TUSAŞ ve BAE Systems arasında imzalanan mutabakat zaptının ilerleyen devirde BAYKAR ve LEONARDO ortasındaki üzere bir iş birliğine dönüşme potansiyeline de sahip olduğuna dikkat çeken Erkan, “Bu şekil bir gelişmenin de yaşandığını görebiliriz. Fakat LEONARDO, İtalyanların ruhu gereği heyecanlı ve süratli çalışabilen bir şirket. İngilizler bu noktada biraz daha yavaş çalışırlar. Yani çalışma prensipleri gereği daha sakin ve yavaş ilerleyen bir iş birliği görebiliriz fakat sonuç prestijiyle bu hoş bir noktaya çıkar. Avrupa’daki gelişmiş ülkeler bizden eser almıyordu. Lakin şu an biz bu cins iş birlikleri yaparak elimizdeki sistemlerle Avrupa’yı kuşatıyoruz” diye konuştu.

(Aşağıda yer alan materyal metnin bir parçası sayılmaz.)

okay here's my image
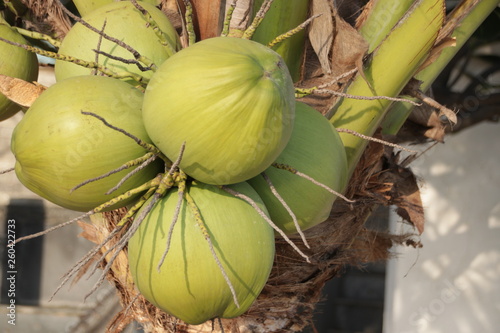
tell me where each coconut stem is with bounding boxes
[80,111,168,163]
[85,182,171,300]
[70,152,157,193]
[261,172,309,249]
[295,86,421,106]
[271,163,355,204]
[115,186,158,228]
[336,129,419,153]
[92,20,107,76]
[92,49,154,72]
[0,37,148,84]
[221,0,238,37]
[130,0,177,54]
[182,0,197,45]
[156,182,184,272]
[14,212,91,244]
[12,26,61,48]
[267,14,320,48]
[105,153,159,195]
[241,0,273,40]
[0,167,14,174]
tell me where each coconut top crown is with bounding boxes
[143,36,296,185]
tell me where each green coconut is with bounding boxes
[11,75,162,212]
[248,101,348,234]
[55,1,180,84]
[0,21,39,121]
[73,0,161,17]
[128,181,275,325]
[142,36,295,185]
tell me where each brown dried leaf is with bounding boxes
[330,7,369,79]
[0,74,45,108]
[191,0,224,40]
[77,220,100,244]
[382,154,425,234]
[408,100,448,143]
[309,0,334,74]
[355,0,374,29]
[417,37,457,72]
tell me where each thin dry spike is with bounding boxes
[157,183,185,272]
[336,128,419,153]
[242,0,274,40]
[71,152,156,193]
[221,0,238,37]
[271,163,355,204]
[89,185,166,278]
[86,147,184,297]
[220,185,310,263]
[85,189,163,299]
[80,111,165,158]
[92,20,107,75]
[261,172,309,249]
[166,142,186,175]
[50,226,124,301]
[218,318,225,333]
[155,145,186,270]
[121,293,141,318]
[130,0,176,53]
[184,191,240,308]
[116,185,159,227]
[295,87,422,106]
[318,89,422,106]
[268,14,321,48]
[105,153,158,195]
[0,37,147,84]
[318,68,358,89]
[92,50,152,72]
[93,177,160,216]
[57,0,157,71]
[15,212,92,244]
[1,167,14,175]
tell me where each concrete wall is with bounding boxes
[384,121,500,333]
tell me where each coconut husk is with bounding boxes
[18,0,72,39]
[77,136,422,333]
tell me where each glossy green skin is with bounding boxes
[0,23,39,121]
[73,0,161,17]
[248,102,348,234]
[55,2,180,84]
[128,182,275,325]
[11,75,161,212]
[142,37,295,185]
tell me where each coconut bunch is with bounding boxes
[2,0,495,331]
[2,0,350,327]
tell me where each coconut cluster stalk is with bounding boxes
[357,0,414,53]
[328,0,445,178]
[381,0,500,134]
[250,0,310,82]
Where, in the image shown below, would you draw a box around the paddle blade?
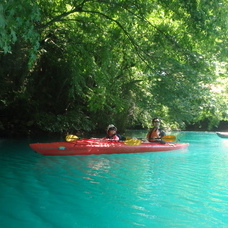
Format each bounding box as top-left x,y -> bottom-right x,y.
66,134 -> 79,142
162,135 -> 176,142
124,139 -> 142,146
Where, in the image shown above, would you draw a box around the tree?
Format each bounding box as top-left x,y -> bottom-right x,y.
0,0 -> 228,135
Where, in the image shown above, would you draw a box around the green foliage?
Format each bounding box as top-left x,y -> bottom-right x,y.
36,110 -> 93,133
0,0 -> 228,135
0,0 -> 40,54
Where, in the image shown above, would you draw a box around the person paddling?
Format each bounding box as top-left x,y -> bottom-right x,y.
102,124 -> 120,141
146,118 -> 166,143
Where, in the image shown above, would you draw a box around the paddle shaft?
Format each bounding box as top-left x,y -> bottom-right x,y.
127,135 -> 176,142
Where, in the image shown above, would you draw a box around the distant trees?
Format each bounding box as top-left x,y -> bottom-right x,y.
0,0 -> 227,135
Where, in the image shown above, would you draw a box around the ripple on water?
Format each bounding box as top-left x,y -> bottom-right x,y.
1,133 -> 228,227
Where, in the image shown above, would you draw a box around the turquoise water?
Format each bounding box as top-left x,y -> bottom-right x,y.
0,131 -> 228,228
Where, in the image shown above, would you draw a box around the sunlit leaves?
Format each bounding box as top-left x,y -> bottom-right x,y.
1,0 -> 228,134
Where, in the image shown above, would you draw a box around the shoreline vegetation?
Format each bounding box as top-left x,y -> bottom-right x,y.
0,120 -> 227,138
0,1 -> 227,138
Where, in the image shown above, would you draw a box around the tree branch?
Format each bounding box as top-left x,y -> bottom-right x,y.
38,3 -> 155,69
39,0 -> 89,29
80,9 -> 153,69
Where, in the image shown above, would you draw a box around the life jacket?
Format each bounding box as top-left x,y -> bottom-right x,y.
104,134 -> 125,141
105,134 -> 120,141
147,128 -> 160,141
106,134 -> 115,139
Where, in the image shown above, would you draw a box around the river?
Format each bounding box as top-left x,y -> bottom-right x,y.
0,131 -> 228,227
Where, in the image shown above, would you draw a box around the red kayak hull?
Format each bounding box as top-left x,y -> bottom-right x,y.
29,139 -> 189,156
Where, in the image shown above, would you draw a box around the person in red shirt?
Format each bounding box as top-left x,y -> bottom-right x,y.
146,118 -> 166,143
102,124 -> 120,141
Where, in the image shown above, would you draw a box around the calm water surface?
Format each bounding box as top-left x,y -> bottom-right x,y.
0,131 -> 228,228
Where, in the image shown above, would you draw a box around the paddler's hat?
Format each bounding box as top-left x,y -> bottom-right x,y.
107,124 -> 117,132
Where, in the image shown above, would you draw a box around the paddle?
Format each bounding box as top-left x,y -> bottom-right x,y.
65,134 -> 80,142
124,138 -> 142,146
124,135 -> 176,146
159,135 -> 176,142
66,134 -> 176,146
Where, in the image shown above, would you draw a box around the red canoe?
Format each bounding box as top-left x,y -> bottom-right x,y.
29,139 -> 189,156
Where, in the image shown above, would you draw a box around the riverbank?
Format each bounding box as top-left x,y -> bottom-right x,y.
185,120 -> 228,132
0,120 -> 227,138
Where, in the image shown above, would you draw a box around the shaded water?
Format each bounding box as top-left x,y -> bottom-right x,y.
0,131 -> 228,227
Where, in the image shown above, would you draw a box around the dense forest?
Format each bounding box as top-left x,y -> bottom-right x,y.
0,0 -> 228,136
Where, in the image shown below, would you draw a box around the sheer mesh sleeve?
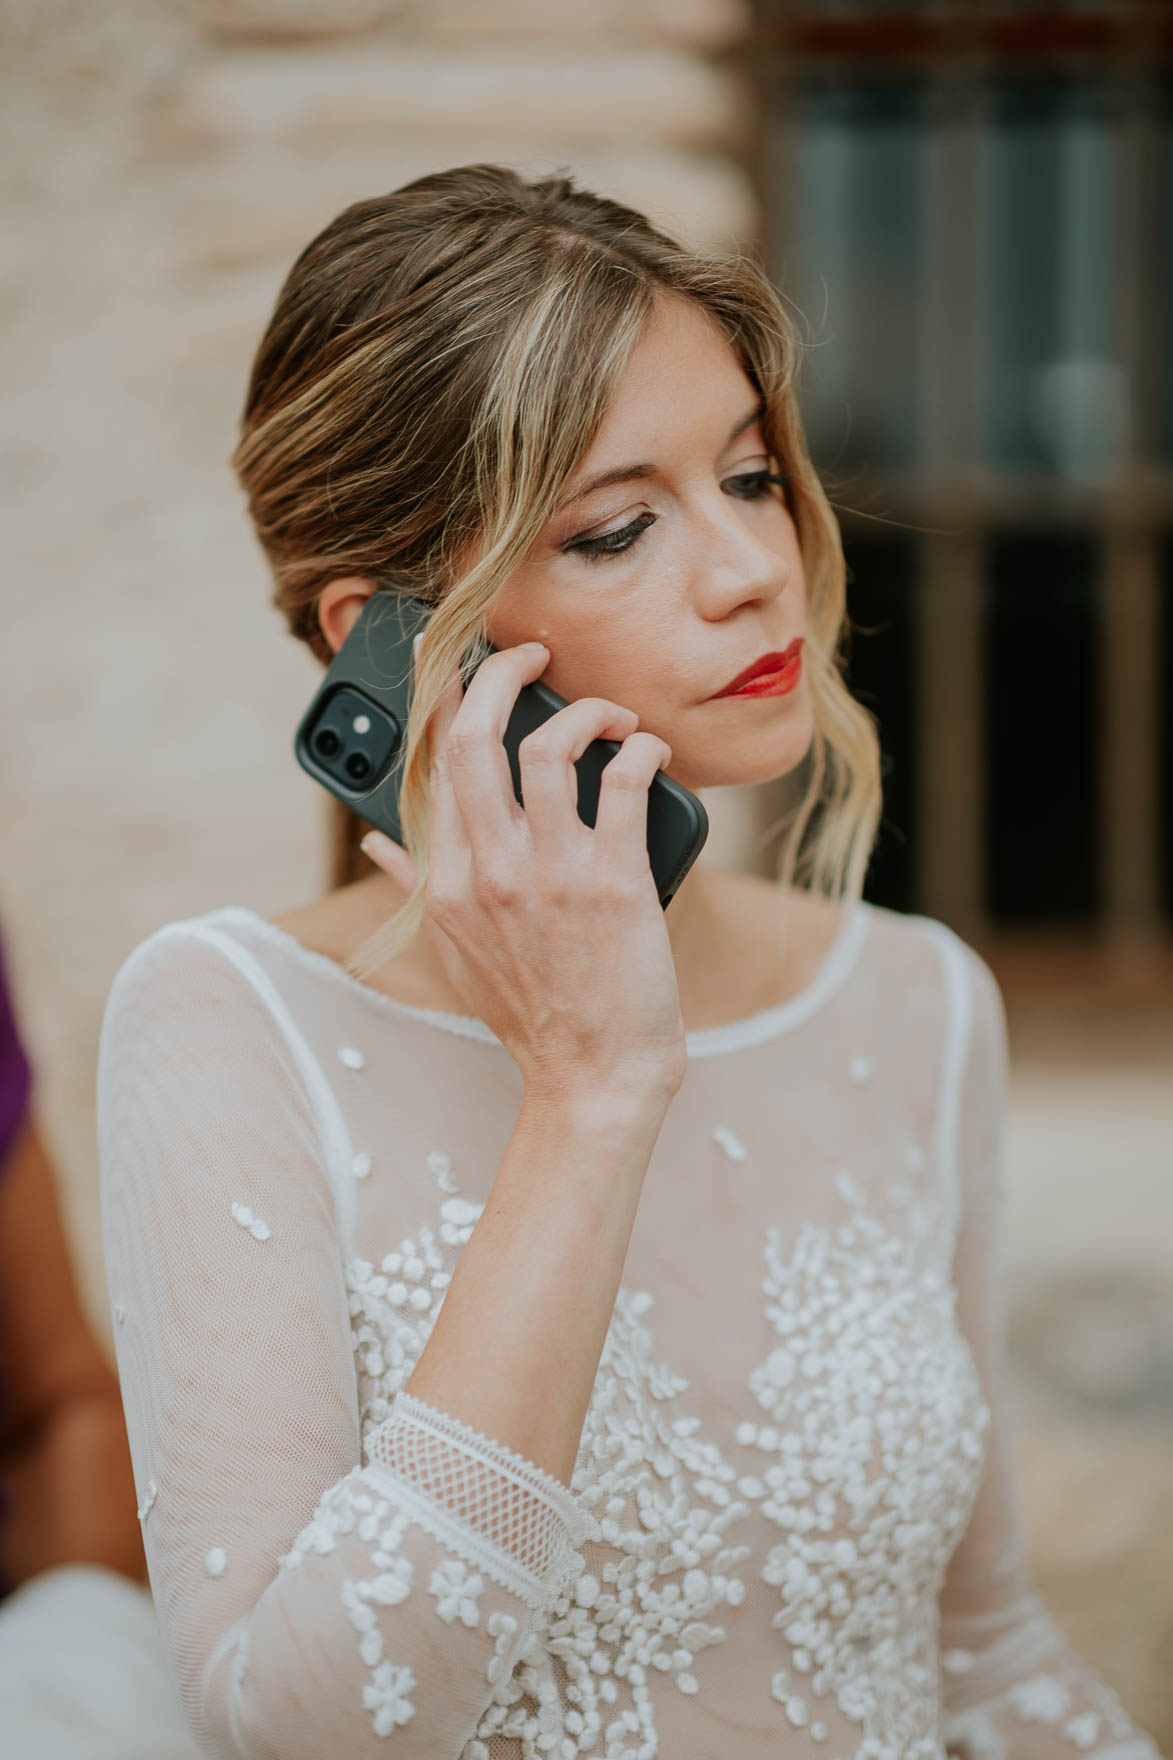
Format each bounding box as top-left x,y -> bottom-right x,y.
97,926 -> 596,1760
938,947 -> 1163,1760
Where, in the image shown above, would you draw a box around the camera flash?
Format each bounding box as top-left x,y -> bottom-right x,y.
352,714 -> 371,734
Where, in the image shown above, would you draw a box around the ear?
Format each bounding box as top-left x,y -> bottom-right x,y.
317,577 -> 378,655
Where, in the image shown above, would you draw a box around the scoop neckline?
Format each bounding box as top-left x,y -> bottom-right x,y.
203,896 -> 872,1060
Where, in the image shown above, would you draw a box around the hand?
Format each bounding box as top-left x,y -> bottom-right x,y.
360,634 -> 687,1102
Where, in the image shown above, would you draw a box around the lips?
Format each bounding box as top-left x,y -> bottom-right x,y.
712,638 -> 804,698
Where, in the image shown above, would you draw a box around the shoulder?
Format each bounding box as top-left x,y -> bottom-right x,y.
842,901 -> 1009,1073
863,902 -> 1002,1006
96,909 -> 342,1149
100,908 -> 282,1052
874,910 -> 1010,1106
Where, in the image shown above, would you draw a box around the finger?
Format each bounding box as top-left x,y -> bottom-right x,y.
592,733 -> 673,874
359,827 -> 417,893
516,697 -> 639,857
438,642 -> 553,863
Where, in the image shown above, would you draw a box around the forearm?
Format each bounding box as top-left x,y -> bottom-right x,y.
0,1393 -> 147,1589
404,1081 -> 673,1487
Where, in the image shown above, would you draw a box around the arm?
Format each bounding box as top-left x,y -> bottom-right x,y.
99,925 -> 668,1760
938,949 -> 1163,1760
403,1078 -> 668,1486
0,1109 -> 146,1590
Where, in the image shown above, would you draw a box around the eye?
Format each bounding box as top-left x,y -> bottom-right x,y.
562,511 -> 657,564
725,468 -> 789,501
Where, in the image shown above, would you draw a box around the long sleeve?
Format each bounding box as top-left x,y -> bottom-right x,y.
938,947 -> 1163,1760
97,925 -> 596,1760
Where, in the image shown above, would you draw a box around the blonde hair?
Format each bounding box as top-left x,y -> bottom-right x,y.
232,164 -> 882,981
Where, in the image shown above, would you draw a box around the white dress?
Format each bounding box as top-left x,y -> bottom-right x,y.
96,897 -> 1163,1760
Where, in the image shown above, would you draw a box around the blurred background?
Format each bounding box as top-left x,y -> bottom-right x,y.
0,0 -> 1169,1744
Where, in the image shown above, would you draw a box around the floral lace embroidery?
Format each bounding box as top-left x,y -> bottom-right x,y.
429,1557 -> 486,1626
742,1180 -> 990,1760
713,1124 -> 747,1162
944,1647 -> 1162,1759
426,1147 -> 460,1193
331,1176 -> 989,1757
230,1201 -> 271,1241
492,1284 -> 756,1757
345,1207 -> 754,1756
363,1660 -> 415,1736
278,1471 -> 421,1738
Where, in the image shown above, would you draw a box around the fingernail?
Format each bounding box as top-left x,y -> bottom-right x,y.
360,831 -> 385,857
521,641 -> 547,652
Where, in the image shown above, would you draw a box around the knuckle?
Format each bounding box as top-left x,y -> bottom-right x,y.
595,869 -> 639,908
444,724 -> 480,767
424,874 -> 459,921
538,871 -> 574,910
518,728 -> 559,764
604,760 -> 645,794
474,859 -> 519,909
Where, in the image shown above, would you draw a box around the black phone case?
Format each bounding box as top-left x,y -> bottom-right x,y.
293,591 -> 709,911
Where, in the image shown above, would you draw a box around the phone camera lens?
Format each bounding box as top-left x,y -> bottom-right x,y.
345,752 -> 371,782
314,729 -> 341,758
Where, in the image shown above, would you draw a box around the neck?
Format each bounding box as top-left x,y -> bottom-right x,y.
662,858 -> 718,967
354,855 -> 721,998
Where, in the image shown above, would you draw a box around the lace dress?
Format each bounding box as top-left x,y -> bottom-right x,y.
96,897 -> 1164,1760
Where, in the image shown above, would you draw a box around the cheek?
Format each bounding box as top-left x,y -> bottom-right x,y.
482,587 -> 549,652
545,616 -> 684,722
549,634 -> 645,706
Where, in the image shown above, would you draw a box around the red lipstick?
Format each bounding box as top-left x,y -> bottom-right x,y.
711,638 -> 804,699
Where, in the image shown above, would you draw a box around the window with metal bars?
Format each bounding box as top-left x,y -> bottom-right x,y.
752,3 -> 1172,943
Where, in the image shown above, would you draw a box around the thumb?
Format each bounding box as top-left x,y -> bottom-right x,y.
360,828 -> 418,895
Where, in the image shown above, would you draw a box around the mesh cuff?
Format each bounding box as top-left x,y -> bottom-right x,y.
363,1392 -> 600,1611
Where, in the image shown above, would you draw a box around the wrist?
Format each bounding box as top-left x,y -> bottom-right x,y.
520,1075 -> 676,1137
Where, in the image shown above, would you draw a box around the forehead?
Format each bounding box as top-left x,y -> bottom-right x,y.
586,295 -> 757,459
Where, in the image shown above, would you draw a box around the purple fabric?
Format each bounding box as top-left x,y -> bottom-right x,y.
0,926 -> 32,1174
0,921 -> 33,1603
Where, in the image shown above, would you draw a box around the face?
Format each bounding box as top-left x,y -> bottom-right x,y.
485,293 -> 813,794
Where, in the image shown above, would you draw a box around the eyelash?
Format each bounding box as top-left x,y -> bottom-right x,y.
564,470 -> 790,564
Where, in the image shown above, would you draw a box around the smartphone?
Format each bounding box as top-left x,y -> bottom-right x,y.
293,591 -> 709,911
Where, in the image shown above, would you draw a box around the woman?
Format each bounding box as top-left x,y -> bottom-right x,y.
97,166 -> 1163,1760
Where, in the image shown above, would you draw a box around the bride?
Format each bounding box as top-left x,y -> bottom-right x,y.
97,164 -> 1163,1760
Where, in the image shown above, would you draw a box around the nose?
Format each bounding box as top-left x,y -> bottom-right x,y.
692,491 -> 792,615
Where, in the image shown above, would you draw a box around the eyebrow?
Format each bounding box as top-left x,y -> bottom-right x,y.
557,399 -> 766,510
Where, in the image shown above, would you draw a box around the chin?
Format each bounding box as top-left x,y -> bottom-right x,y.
672,709 -> 815,793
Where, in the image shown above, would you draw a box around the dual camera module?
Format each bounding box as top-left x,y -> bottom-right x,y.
313,724 -> 370,783
306,684 -> 400,794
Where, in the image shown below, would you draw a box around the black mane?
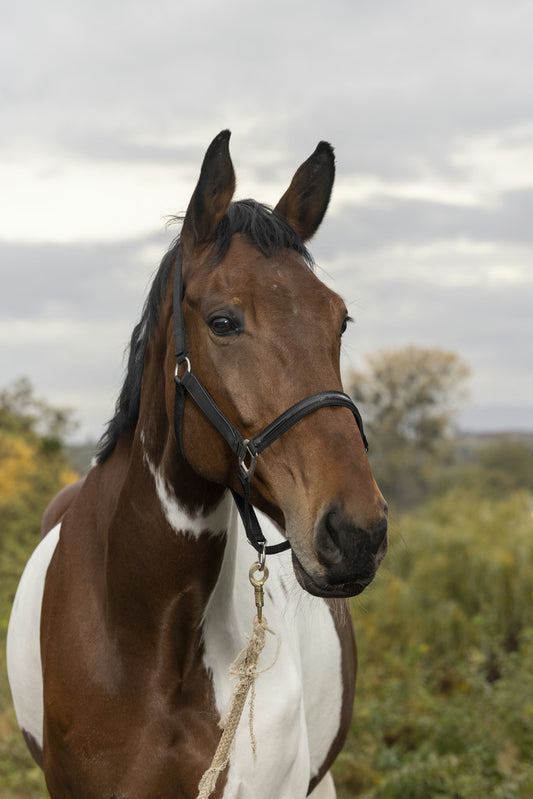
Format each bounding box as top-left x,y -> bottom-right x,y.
95,200 -> 313,463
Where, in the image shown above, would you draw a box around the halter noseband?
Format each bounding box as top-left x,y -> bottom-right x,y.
172,249 -> 368,556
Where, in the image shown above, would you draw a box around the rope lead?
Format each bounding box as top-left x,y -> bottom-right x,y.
196,614 -> 271,799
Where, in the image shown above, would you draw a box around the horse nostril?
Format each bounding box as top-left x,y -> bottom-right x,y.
315,510 -> 345,567
371,516 -> 388,553
315,508 -> 389,570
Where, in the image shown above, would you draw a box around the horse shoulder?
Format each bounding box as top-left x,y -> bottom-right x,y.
41,476 -> 86,537
7,475 -> 90,762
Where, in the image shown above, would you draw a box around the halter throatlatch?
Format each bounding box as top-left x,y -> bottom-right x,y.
172,249 -> 368,556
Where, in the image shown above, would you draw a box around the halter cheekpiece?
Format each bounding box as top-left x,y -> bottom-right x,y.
172,249 -> 368,556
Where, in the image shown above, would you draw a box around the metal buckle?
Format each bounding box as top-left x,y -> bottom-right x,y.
239,439 -> 258,480
258,541 -> 267,571
174,357 -> 191,384
249,549 -> 269,621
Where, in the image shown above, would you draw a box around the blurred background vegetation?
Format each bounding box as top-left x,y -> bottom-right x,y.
1,351 -> 532,798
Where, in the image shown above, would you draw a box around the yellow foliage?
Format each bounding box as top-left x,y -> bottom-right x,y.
0,430 -> 79,517
59,467 -> 79,487
0,432 -> 39,499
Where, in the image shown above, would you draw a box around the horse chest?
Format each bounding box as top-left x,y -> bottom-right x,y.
201,530 -> 348,797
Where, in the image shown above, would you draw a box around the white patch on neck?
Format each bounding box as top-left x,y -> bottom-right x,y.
145,455 -> 232,538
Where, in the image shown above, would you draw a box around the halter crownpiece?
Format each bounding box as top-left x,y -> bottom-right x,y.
172,249 -> 368,556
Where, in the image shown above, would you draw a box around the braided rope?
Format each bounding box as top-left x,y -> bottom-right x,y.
196,615 -> 273,799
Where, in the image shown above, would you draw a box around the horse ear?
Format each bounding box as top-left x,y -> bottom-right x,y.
181,130 -> 236,252
274,141 -> 335,242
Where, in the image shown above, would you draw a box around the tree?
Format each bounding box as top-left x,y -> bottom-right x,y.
348,346 -> 470,509
0,379 -> 79,544
0,377 -> 76,444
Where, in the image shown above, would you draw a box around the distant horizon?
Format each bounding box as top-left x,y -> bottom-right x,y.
60,403 -> 533,447
459,405 -> 533,435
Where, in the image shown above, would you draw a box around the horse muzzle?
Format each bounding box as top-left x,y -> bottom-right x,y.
291,506 -> 388,598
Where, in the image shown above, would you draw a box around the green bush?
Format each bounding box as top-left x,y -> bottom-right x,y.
335,490 -> 533,798
0,382 -> 76,799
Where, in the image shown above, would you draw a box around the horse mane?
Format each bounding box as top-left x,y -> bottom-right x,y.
95,200 -> 313,463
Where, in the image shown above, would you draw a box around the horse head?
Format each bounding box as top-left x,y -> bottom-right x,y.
160,131 -> 387,598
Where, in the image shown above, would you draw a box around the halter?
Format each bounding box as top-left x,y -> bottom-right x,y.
173,249 -> 368,556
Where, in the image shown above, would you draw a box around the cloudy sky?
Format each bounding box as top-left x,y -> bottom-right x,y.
2,0 -> 532,441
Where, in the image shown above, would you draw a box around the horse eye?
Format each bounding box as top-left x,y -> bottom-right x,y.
340,316 -> 353,337
209,316 -> 239,336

‘İNGİLTERE ÇOK DAHA GÜZEL BİR REFERANS’
İngiltere’ye yapılacak bir İHA satışının TUSAŞ için de çok güzel bir referans olacağını vurgulayan Kozan Selçuk Erkan, “Ürettiğiniz bir sistemin İngiltere tarafından satın alınması size olan inancı artırır. Sizden emsal sistemler satın almak isteyen ülkelerin aklındaki soru işaretleri büyük oranda ortadan kalkar. Şu anda İsrail firmalarından alım yapan ülkelerde bu istikamette birtakım soru işaretleri olabiliyor. Zira çok sık arıza yapıyorlar ve arıza yaptıklarında İsrail’e gitmeleri gerekiyor. Bu da sistemlerin uzun mühlet hizmetten çekilmesi gerektiği manasına geliyor. Lakin İngiltere merkezli bilinen bir şirket olan BAE Systems ile TUSAŞ ortasında yapılan bu usul bir muahede size olan inancı daha da sağlamlaştırır. Biz şu anda baktığımızda aslında insansız hava aracı değil, insansız uçak yapıyoruz. ANKA-3 tarif prestijiyle insansız bir derin darbe uçağı. Siz bunu BAE Systems üzerinden satmayı başarırsanız tüm dünyaya da satabilirsiniz. İngiltere, İspanya ve İtalya’ya oranla bu manada bakarsak çok daha düzgün ve sağlam bir referanstır” yorumunu yaptı.

ANKA 3
Mevcut mutabakat zaptının ilerleyen devirde beşerli sistemler üzerinde yapılacak bir iş birliğine de evrilebileceğine dikkat çeken Erkan, “TUSAŞ şu anda İngiltere’ye HÜRJET satabilmek ismine önemli bir çalışma yürütüyor. Yani bu açıdan bakacak olursak mevcut imzalanan mutabakat, insansız sistemler üzerinden başlayıp çok rahat biçimde beşerli sistemleri kapsayacak bir duruma da dönebilir” diyerek geleceğe yönelik varsayımlarını sıraladı. Bu türlü bir senaryoda Ulusal Muharip Uçak projesi kapsamında geliştirilen KAAN’ın da olumlu biçimde etkileneceğini düşündüğünü söyleyen Erkan, “KAAN projesinin başında motor geliştirme uğraşlarının bir modülü olarak aslında İngiltere’yle yapılan kimi çalışmalar olmuştu. Mevcut mutabakatın ilerleyen periyotta beşerli sistemleri de içine aldığı bir senaryoda bu stil sıkıntılarda dirsek teması kurmak çok daha kolay hale gelecektir. Yani İngiltere ve Türkiye’nin savunma teknolojileri bazında yapacağı çalışmalar daha kolay işletilebilir hale gelecektir. Türkiye onlar için telaş edilmeyecek bir ortak olur” diye de ekledi.
“EUROFIGHTER alımının netleşmesinin akabinde Türkiye esasen telaş edecekleri bir ortak olmaktan da çıkmıştı fakat bu durum mevcut mutabakatın gelişip şekillenmesiyle daha sağlam bir hal alacaktır. Yeniden tahminen de Türkiye’nin ilerleyen bir vakitte İngiltere’nin İtalya ve Japonya iş birliğiyle geliştirdiği altıncı jenerasyon uçak programı Tempest programına katıldığını da görebiliriz. Birebir uçağın ya ortak üretimi ya da birbirinden türetilmiş uçaklar olarak görebileceğimiz ihtimallerden bahsedebiliriz.” – Savunma ve Denizcilik Araştırmacısı Kozan Selçuk Erkan
‘EUROFIGHTER İŞ BİRLİĞİNİ DE OLUMLU ETKİLER’
İki ülke ortasındaki artan iş birliğinin Türkiye’nin EUROFIGHTER tedariğini de olumlu etkileyeceğini lisana getiren Erkan, “İngiltere elindeki üretim çizgisinin kapanmaması için bu uçağı satmaya gereksinim duyuyor. Bizim de bu uçağa kendi mühimmatlarımızı entegre etmeye muhtaçlığımız var. İş birliğinin arttığı bir durumda bu noktada gerekli müsaadeler çok daha rahat bir halde alınacaktır” diyerek kelamlarını noktaladı.